Mekanisme ini diperkenalkan untuk pertama kalinya pada 2014 dan kedua pada Maret 2016. Keputusan bank sentral muncul pada saat ada kekhawatiran yang meningkat tentang pertumbuhan di zona euro. Ekonomi melanjutkan laju pertumbuhan terendah dalam empat tahun selama tiga bulan terakhir 2018, data menunjukkan pada Januari.
"Dewan Pemerintahan sekarang mengharapkan suku bunga utama ECB tetap pada level mereka saat ini setidaknya sampai akhir 2019," jelas ECB.
Kenaikan Suku Bunga
Bank juga mempertahankan suku bunga tidak berubah pada hari Kamis tetapi memperbarui pedoman untuk kenaikan suku bunga. Suku bunga pada fasilitas pinjaman marjinal dan fasilitas deposito akan tetap tidak berubah masing-masing pada 0, 0,25 dan -0,40 persen.
Ini telah pada rekor terendah selama bertahun-tahun setelah krisis utang negara pada tahun 2011 dalam upaya untuk meningkatkan inflasi dan merangsang pertumbuhan.
"ECB sebelumnya mengatakan bahwa suku bunga akan tetap di level ini hingga akhir musim panas. Tapi Kamis," katanya sekarang mengharapkan suku bunga utamanya untuk tetap pada level mereka saat ini setidaknya sampai akhir 2019."

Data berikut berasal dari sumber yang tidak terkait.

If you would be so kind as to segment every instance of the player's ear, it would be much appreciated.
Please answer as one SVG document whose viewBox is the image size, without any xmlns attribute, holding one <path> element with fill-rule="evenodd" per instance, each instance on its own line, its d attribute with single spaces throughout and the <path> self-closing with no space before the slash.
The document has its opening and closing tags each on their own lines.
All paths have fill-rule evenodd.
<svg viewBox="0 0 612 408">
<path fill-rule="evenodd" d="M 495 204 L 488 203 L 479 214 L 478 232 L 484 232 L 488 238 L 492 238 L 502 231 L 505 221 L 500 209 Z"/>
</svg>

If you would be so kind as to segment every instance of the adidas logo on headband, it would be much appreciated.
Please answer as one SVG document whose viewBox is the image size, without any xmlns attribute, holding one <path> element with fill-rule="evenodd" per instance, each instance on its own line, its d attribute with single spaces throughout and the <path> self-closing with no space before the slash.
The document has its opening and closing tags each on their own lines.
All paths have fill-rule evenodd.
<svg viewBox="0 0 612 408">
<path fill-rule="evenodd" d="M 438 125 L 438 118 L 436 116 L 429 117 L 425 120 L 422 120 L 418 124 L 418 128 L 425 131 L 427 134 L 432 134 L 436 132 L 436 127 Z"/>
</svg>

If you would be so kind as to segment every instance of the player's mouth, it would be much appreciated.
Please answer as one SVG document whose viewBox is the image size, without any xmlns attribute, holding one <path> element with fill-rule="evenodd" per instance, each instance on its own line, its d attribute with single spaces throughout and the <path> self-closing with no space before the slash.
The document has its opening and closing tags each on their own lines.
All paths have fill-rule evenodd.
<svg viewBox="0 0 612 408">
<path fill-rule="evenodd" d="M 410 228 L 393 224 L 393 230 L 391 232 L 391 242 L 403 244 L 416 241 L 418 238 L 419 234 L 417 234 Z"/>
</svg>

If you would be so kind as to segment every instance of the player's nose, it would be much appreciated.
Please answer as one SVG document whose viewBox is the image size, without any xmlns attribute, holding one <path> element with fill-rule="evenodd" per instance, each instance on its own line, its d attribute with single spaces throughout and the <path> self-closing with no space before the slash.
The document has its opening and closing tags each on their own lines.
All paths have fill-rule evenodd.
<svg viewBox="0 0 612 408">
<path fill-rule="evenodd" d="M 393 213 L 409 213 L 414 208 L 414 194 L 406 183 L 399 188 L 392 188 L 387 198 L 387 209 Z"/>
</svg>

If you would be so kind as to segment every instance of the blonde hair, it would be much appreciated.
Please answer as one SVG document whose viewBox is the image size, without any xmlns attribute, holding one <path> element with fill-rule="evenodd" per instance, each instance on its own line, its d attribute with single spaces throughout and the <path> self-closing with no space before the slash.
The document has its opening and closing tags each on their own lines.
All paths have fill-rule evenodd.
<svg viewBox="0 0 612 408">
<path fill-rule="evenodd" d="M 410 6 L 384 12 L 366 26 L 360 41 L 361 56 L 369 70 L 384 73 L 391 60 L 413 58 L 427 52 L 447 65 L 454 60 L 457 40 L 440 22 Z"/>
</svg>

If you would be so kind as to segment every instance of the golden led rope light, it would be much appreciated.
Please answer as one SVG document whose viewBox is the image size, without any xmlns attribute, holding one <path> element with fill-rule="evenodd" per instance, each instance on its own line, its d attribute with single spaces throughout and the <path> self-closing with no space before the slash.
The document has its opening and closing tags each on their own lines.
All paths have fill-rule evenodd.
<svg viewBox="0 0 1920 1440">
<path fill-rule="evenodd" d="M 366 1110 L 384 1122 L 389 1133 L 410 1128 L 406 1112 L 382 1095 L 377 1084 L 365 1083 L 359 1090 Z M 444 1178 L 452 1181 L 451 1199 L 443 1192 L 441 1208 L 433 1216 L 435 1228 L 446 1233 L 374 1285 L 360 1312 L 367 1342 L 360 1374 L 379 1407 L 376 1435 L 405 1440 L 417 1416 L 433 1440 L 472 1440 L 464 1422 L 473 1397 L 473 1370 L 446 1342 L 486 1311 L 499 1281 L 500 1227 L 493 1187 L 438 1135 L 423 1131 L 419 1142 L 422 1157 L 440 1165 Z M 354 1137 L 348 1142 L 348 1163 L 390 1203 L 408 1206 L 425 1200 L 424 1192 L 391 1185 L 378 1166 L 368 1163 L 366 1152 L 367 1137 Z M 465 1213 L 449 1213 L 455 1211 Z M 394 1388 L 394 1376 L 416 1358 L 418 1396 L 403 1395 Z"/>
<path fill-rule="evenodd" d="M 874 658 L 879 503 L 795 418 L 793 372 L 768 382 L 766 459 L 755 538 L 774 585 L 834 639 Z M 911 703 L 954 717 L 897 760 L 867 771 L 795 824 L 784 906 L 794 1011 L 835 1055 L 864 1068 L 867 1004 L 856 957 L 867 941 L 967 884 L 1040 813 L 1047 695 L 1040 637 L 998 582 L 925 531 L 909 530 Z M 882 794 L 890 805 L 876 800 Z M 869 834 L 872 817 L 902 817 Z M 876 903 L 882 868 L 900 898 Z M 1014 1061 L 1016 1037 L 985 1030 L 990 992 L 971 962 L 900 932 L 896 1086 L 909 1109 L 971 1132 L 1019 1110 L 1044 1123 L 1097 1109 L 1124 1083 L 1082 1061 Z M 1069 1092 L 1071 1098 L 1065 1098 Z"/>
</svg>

Bank sentral zona euro, untuk negara-negara yang berbagi mata uang tunggal, mengakhiri program pembelian obligasi besar-besaran, kembali pada bulan Desember tetapi sekarang meluncurkan lebih banyak stimulus dalam menghadapi melemahnya pertumbuhan dan risiko eksternal.
Imbal hasil obligasi Eropa jatuh pada pengumuman. Euro juga diperdagangkan lebih rendah terhadap dolar di $ 1,1251 di sekitar 2,00 p.m. Waktu London Kamis. Saham-saham perbankan Eropa berubah positif karena berita dan mendorong lebih tinggi.
Ketidakpastian EU
Presiden ECB, Mario Draghi mengatakan telah ada moderasi yang cukup besar dalam ekspansi ekonomi yang akan berlanjut hingga tahun ini.
Wilayah beranggotakan 19 negara itu dibayangi oleh perkembangan politik di Italia, yang memasuki resesi teknis pada akhir 2018; dan di Inggris, di mana keberangkatannya dari UE belum selesai. Ada juga kekhawatiran tentang potensi perlambatan ekonomi China, mengingat ketergantungan pada ekspor ke negara itu.
Kembali pada bulan Desember, ECB memperkirakan tingkat pertumbuhan sebesar 1,7 persen untuk 2019. Sejak itu data telah menunjukkan bahwa pertumbuhan telah lebih buruk daripada ekspektasi. ECB memangkas perkiraan pertumbuhannya untuk 2019 menjadi 1,1 persen pada Kamis.
OECD (Organisasi untuk Kerjasama Ekonomi dan Pembangunan) mengatakan pada hari Rabu bahwa mereka mengharapkan kawasan euro tumbuh hanya 1 persen tahun ini.
Lembaga yang berbasis di Frankfurt ini berada dalam situasi sulit, setelah mengakhiri program pembelian pembelian obligasi besar-besaran. Pertumbuhan tampaknya terhenti tahun ini dan inflasi inti masih di bawah target bank.